The Richmond Register

Local News

February 9, 2013

Board gives health director glowing evaluation

School health services discussed at meetings

RICHMOND — Many of the phrases used to describe Nancy Crewe’s leadership of the Madison County Health Department during her annual evaluation Wednesday seemed to be analogies about captaining a ship through troubled waters.

“I really appreciate the way she’s navigated MEPCO,” said board member Dale Barlow, nurse representative. “She has provided the leadership for the staff to salvage it.”

Barlow was referring to the board’s home health agency that faced serious financial difficulties because of changes in third-party reimbursements and rising healthcare costs. MEPCO has been part of the health department since 1974, and at one point in 2011, the board was considering selling it.

The majority of MEPCO patients are recipients of Medicaid and/or Medicaid, and many private home-health agencies will not accept these patients.

Board members noted that Crewe had a “different job when she walked in the door” in 2010, but board chair Dr. Stuart Tobin said he has been “pleased to bring her on board.”

Vice chair Dr. John Johnstone said Crewe had provided “sterling leadership” during an increasingly difficult climate for public health organizations in Kentucky and throughout the nation.
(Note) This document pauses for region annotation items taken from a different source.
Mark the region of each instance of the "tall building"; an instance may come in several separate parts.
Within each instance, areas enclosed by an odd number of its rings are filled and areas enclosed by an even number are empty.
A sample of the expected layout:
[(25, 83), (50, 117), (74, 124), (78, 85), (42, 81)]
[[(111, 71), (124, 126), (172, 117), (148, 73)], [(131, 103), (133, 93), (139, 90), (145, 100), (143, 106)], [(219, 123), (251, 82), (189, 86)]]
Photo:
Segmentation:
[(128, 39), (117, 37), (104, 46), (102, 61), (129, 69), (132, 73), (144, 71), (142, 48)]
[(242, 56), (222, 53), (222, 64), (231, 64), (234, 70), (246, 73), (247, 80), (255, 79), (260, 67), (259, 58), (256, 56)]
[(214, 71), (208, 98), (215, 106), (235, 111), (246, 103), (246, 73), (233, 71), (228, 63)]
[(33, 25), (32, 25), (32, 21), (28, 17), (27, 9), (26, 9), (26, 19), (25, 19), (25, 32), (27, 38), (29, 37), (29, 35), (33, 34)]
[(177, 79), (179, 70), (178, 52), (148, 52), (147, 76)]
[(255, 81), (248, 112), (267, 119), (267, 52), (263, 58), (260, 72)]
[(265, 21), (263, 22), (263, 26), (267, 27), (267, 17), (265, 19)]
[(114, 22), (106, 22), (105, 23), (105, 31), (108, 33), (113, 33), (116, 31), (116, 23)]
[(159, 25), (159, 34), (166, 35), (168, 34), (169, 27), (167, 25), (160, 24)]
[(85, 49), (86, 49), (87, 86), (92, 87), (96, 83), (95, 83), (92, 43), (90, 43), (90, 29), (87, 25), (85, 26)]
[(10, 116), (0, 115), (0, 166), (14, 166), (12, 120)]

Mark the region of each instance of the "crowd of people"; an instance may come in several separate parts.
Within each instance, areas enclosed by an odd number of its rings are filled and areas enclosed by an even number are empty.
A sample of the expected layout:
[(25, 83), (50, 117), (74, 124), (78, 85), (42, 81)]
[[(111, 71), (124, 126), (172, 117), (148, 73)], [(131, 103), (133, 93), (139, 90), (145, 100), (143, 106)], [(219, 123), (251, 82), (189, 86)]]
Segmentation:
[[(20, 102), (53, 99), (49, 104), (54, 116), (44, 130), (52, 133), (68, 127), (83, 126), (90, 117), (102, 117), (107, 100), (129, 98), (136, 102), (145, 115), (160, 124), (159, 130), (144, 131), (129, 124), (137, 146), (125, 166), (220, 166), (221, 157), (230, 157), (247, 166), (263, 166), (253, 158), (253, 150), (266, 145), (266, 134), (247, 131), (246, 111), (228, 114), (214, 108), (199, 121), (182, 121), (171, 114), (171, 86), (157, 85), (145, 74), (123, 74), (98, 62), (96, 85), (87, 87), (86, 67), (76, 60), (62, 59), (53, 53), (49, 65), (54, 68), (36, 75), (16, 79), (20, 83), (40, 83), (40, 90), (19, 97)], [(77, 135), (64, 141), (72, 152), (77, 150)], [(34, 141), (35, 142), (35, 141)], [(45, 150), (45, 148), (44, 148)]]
The board chose to give Crewe the top “outstanding” rating in all 40 areas of her evaluation, and it approved the positive review unanimously by voice vote.
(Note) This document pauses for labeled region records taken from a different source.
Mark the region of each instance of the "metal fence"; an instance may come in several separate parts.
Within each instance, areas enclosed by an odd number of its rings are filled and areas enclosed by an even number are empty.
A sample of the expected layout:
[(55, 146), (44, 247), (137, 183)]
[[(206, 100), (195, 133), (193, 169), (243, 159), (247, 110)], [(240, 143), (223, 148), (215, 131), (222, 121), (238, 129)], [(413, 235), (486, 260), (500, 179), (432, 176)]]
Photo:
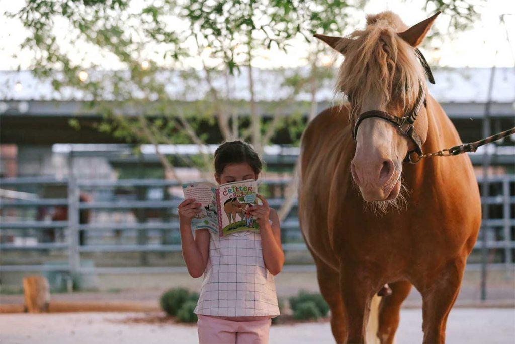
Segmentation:
[[(486, 247), (493, 253), (495, 260), (491, 265), (512, 269), (515, 252), (515, 175), (490, 177), (489, 181), (489, 196), (482, 198), (482, 201), (491, 207), (490, 217), (484, 220), (482, 230), (487, 231)], [(480, 185), (480, 178), (478, 182)], [(275, 194), (269, 198), (272, 206), (278, 207), (282, 204), (282, 199), (277, 195), (284, 195), (287, 184), (286, 180), (262, 182), (262, 185), (278, 191), (272, 192)], [(180, 251), (176, 208), (182, 198), (169, 192), (174, 187), (180, 191), (176, 182), (162, 179), (0, 178), (0, 272), (59, 271), (73, 274), (184, 271), (181, 267), (100, 268), (81, 264), (81, 255), (86, 253)], [(41, 191), (44, 189), (60, 191), (45, 194)], [(94, 200), (83, 200), (81, 195), (84, 192), (94, 195)], [(56, 194), (61, 195), (56, 197)], [(283, 246), (287, 252), (307, 251), (299, 228), (297, 205), (295, 202), (281, 224)], [(55, 210), (45, 212), (44, 210), (48, 209), (60, 209), (60, 213)], [(92, 213), (94, 213), (93, 216)], [(83, 218), (85, 214), (89, 215), (89, 220)], [(53, 233), (50, 237), (42, 235), (49, 231)], [(56, 233), (60, 235), (60, 240)], [(106, 238), (106, 234), (113, 233), (116, 235), (116, 240)], [(478, 241), (475, 251), (482, 245)], [(11, 250), (65, 250), (67, 264), (3, 263), (2, 253)], [(473, 268), (478, 263), (477, 259), (469, 259), (469, 266)], [(312, 266), (307, 268), (314, 269)]]

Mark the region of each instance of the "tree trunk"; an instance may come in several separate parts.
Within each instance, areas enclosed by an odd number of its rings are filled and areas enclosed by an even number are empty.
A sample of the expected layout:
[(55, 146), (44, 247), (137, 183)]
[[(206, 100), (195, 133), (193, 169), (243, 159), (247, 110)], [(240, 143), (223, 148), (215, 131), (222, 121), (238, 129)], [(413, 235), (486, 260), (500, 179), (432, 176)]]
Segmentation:
[(29, 313), (48, 312), (50, 302), (50, 286), (45, 277), (27, 276), (23, 278), (23, 290), (25, 306)]

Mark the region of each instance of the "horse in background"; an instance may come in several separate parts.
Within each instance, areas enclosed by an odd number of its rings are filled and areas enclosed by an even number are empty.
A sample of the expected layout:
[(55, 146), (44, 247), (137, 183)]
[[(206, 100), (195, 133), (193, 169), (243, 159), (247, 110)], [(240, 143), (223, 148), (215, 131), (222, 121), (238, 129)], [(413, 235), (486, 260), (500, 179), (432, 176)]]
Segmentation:
[[(349, 102), (303, 134), (299, 219), (338, 343), (393, 342), (412, 285), (422, 296), (423, 342), (444, 342), (477, 239), (480, 202), (468, 156), (403, 163), (461, 142), (427, 93), (432, 75), (417, 49), (438, 14), (408, 28), (383, 12), (347, 38), (315, 35), (344, 55), (337, 88)], [(385, 283), (392, 293), (380, 299)], [(377, 323), (371, 334), (368, 322)]]

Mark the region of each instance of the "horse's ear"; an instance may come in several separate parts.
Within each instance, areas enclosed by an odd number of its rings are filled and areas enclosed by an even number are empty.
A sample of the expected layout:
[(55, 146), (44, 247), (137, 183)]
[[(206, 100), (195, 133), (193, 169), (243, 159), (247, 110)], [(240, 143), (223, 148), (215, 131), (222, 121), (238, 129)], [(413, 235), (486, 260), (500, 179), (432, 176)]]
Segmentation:
[(397, 35), (408, 44), (415, 47), (422, 42), (425, 35), (427, 34), (429, 29), (431, 28), (433, 22), (440, 13), (440, 11), (438, 11), (427, 19), (416, 24), (404, 32), (399, 32)]
[(333, 48), (337, 52), (341, 54), (345, 54), (345, 50), (347, 45), (351, 40), (344, 37), (335, 37), (331, 36), (325, 36), (325, 35), (318, 35), (316, 34), (313, 35), (321, 41), (327, 43), (327, 44)]

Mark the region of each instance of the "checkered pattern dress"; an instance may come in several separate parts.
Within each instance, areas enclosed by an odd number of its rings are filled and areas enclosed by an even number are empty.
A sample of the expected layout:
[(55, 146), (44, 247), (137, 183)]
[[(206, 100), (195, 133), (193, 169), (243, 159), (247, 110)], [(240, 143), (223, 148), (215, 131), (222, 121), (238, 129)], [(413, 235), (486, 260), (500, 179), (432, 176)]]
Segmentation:
[(221, 317), (279, 315), (273, 276), (265, 267), (259, 233), (220, 237), (211, 233), (209, 259), (196, 314)]

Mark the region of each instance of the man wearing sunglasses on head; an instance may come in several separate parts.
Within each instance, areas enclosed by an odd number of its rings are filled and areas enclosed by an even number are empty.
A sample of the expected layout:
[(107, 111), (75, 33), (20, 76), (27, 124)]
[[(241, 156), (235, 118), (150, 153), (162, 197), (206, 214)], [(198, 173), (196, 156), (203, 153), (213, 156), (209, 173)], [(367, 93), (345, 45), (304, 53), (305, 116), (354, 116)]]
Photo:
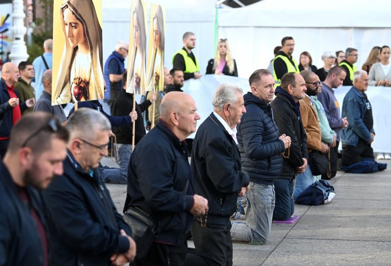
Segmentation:
[(68, 120), (64, 172), (43, 194), (55, 265), (122, 265), (133, 260), (131, 230), (117, 212), (100, 176), (111, 125), (88, 108)]
[(28, 113), (15, 125), (0, 162), (0, 265), (49, 265), (42, 196), (63, 174), (67, 131), (48, 113)]

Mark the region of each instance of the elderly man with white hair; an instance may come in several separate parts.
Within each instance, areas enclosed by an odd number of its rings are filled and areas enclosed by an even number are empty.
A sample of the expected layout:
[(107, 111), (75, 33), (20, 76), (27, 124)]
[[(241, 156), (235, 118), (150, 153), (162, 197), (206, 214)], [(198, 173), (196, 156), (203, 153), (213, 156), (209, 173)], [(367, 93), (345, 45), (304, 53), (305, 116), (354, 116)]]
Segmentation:
[(194, 191), (208, 200), (207, 215), (195, 217), (192, 234), (199, 260), (187, 265), (232, 265), (230, 217), (238, 196), (249, 189), (250, 179), (241, 171), (236, 125), (246, 112), (243, 90), (221, 84), (213, 95), (214, 111), (201, 124), (193, 146), (191, 166)]
[(105, 99), (109, 99), (107, 101), (110, 109), (114, 100), (123, 87), (122, 78), (125, 71), (124, 62), (128, 56), (129, 49), (128, 43), (120, 41), (115, 44), (115, 50), (105, 64), (103, 75), (106, 82)]
[[(341, 136), (342, 169), (362, 160), (374, 161), (373, 150), (370, 146), (375, 138), (372, 106), (365, 93), (368, 81), (366, 71), (355, 72), (353, 86), (344, 98), (342, 116), (348, 118), (349, 125), (342, 130)], [(349, 171), (348, 169), (344, 170)]]

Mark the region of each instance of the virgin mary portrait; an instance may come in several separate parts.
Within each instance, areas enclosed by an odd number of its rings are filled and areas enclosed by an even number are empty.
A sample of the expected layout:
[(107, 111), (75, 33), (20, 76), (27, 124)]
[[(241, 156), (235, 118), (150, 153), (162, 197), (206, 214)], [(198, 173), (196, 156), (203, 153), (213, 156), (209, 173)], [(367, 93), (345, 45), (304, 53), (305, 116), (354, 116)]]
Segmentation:
[(152, 20), (153, 48), (152, 50), (147, 84), (149, 90), (163, 90), (164, 53), (164, 22), (163, 11), (160, 5), (156, 7)]
[(127, 92), (144, 94), (145, 91), (146, 43), (144, 8), (140, 0), (136, 1), (133, 17), (133, 46), (128, 75)]
[(92, 0), (68, 0), (61, 6), (65, 37), (54, 105), (103, 99), (102, 27)]

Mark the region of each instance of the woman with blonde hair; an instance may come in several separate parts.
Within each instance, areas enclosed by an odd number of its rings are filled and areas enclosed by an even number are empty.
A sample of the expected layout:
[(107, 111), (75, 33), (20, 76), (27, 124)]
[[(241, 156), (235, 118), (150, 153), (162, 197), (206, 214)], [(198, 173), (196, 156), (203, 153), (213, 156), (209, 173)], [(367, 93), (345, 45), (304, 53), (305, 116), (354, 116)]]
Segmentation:
[(361, 69), (369, 73), (372, 65), (380, 61), (380, 47), (375, 46), (370, 50), (368, 58), (365, 61), (365, 63), (363, 65)]
[(61, 5), (65, 46), (52, 102), (56, 105), (103, 99), (102, 27), (92, 0)]
[(133, 47), (130, 57), (130, 66), (128, 72), (126, 92), (137, 94), (144, 94), (146, 71), (147, 36), (143, 4), (136, 1), (133, 10)]
[(226, 39), (220, 39), (217, 43), (216, 56), (208, 62), (206, 74), (238, 76), (236, 62), (232, 58)]
[[(163, 10), (160, 5), (156, 7), (152, 19), (153, 48), (149, 65), (147, 84), (150, 90), (163, 90), (164, 75), (164, 24)], [(161, 75), (161, 77), (160, 76)], [(160, 86), (162, 88), (160, 88)]]

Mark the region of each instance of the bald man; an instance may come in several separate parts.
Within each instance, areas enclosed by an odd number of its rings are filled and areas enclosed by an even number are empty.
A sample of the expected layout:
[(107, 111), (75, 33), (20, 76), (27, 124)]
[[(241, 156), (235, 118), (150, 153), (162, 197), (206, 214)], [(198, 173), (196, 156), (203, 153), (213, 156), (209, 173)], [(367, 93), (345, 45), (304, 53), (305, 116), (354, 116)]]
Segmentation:
[(13, 63), (6, 63), (1, 69), (0, 79), (0, 157), (7, 151), (11, 130), (21, 119), (22, 113), (34, 106), (34, 98), (19, 104), (19, 95), (14, 85), (18, 82), (19, 70)]
[(66, 116), (61, 105), (52, 106), (52, 69), (46, 70), (42, 76), (42, 85), (43, 91), (40, 97), (35, 106), (34, 111), (41, 111), (49, 112), (52, 116), (57, 117), (60, 123), (66, 121)]
[(193, 216), (208, 211), (208, 201), (194, 195), (185, 141), (196, 131), (200, 118), (196, 110), (189, 94), (167, 93), (158, 123), (132, 153), (124, 211), (130, 206), (146, 209), (160, 223), (160, 230), (148, 252), (138, 254), (142, 258), (135, 260), (137, 266), (184, 265), (185, 234)]

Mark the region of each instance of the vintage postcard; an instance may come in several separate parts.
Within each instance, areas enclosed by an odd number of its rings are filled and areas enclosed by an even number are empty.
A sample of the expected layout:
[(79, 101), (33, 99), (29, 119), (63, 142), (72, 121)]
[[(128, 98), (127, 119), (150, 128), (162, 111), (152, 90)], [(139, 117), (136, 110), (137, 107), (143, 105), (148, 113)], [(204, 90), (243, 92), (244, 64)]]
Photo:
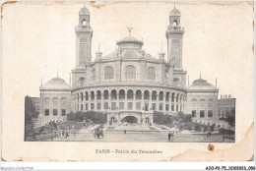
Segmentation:
[(2, 159), (253, 160), (253, 6), (2, 4)]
The board conducted the evaluation as part of the regular meeting’s public session. In years past, the evaluation was done behind closed session, but the Register lodged a complaint last year stating this practice was in violation of Kentucky’s open meetings law. The newspaper also initially was denied copies of Crewe’s 2011 and 2012 evaluations.
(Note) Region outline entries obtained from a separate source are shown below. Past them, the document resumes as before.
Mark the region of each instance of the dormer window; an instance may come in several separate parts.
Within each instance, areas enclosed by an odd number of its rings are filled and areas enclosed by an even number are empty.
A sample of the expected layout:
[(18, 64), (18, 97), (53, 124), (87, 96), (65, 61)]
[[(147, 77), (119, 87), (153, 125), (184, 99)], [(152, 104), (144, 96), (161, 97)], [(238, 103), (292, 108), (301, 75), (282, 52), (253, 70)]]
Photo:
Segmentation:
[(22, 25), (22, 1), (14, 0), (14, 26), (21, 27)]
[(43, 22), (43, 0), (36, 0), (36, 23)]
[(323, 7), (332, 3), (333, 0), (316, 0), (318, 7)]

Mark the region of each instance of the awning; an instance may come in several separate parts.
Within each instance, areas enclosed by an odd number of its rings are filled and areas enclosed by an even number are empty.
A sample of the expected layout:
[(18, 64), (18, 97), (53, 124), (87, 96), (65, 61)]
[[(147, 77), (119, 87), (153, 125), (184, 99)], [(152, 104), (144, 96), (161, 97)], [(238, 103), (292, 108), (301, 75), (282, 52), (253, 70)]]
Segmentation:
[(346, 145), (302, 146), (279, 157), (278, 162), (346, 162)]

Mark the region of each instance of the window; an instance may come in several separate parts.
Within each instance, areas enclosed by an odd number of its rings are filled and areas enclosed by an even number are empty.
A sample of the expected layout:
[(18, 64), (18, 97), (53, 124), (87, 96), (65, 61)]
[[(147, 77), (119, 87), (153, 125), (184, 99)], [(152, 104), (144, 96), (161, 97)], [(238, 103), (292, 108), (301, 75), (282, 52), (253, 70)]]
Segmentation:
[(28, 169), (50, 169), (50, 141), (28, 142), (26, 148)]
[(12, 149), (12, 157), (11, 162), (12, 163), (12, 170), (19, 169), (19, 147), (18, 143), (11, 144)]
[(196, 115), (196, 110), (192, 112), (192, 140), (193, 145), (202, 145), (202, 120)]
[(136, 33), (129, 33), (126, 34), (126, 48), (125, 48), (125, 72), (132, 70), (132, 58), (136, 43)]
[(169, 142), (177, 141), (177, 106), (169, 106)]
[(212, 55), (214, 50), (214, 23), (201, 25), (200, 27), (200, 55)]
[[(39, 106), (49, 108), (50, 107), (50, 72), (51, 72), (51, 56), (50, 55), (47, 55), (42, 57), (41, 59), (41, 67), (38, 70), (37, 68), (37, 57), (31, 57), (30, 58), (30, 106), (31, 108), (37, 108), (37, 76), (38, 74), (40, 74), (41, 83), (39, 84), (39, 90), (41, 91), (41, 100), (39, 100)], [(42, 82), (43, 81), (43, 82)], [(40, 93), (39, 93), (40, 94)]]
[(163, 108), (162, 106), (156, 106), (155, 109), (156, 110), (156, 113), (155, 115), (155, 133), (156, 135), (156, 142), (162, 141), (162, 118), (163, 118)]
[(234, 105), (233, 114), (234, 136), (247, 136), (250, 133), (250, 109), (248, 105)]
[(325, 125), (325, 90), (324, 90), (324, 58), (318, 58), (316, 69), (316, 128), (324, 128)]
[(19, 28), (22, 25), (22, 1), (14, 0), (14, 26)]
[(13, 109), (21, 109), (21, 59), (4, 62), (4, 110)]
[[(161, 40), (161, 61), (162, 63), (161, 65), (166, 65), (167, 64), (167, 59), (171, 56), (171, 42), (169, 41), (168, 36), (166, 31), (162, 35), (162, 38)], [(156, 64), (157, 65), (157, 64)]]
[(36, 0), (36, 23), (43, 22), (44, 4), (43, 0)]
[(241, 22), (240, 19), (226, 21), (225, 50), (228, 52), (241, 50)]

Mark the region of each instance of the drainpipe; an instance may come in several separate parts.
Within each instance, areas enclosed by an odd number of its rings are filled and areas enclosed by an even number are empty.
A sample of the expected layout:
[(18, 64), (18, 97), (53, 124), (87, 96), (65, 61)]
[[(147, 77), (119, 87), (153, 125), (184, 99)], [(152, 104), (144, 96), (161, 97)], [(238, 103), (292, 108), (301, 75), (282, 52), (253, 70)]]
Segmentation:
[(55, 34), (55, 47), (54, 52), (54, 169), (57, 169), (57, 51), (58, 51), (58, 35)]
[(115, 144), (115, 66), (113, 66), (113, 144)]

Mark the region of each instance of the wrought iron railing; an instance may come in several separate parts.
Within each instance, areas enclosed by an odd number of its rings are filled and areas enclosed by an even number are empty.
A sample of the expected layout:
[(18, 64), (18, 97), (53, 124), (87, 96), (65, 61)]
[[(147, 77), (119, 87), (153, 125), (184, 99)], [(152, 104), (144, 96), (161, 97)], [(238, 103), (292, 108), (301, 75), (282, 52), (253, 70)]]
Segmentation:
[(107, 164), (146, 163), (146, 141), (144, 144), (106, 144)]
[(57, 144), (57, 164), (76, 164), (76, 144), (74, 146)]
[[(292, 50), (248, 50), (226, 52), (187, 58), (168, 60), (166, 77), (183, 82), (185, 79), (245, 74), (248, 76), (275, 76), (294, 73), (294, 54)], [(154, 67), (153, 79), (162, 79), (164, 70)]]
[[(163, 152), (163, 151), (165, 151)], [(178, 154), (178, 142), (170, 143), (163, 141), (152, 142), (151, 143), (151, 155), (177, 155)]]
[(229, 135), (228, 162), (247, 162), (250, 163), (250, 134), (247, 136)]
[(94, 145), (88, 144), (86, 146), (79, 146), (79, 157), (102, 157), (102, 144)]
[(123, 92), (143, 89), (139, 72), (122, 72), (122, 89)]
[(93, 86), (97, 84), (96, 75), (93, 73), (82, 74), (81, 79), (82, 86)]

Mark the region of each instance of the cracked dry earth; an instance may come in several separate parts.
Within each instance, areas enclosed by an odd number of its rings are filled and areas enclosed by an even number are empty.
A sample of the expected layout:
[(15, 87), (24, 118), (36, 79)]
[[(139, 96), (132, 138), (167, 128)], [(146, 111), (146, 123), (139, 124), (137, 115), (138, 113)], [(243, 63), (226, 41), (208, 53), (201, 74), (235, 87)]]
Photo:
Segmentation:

However, before the Register could ask the state attorney general to rule on the legality of the closed-door evaluations, Tobin notified the newspaper and stated that the board would conduct all future health director evaluations in open session.

However, Tobin did ask audience members Wednesday to leave the room as a courtesy to Crewe if they did not have any input to give for the evaluation process.

In other business:

• Crewe discussed the health department’s ongoing talks with Madison County Schools and Berea Independent Schools about changes to next year’s contracts to provide school health services. The health department is not required to provide these services, but it is paid as a contractor to the two school systems.

Kentucky schools are required by law to provide certain health services to students.

This school year, Madison County Schools paid a contract fee of $453,000, and Berea Independent paid $23,000. Baptist Health in Richmond donated $50,000 to the school health services program.

Because one of the private Medicaid managed care organizations refused to pay any reimbursements for school health services, Chief Finance Officer David Reed is projecting the health department will incur a loss of $300,000 by the end of the school year.

Taking this into account, the health department increased its contract fees for the upcoming 2013-2014 school year.

“What we basically asked for was money amounts to break even,” Crewe said.

Crewe did not state what those amounts were, but said she would discuss the specifics more at the April board meeting.

Crewe also is asking the schools to cover any monetary shortfalls incurred by the health department in the future if more MCOs choose not to reimburse for student health services.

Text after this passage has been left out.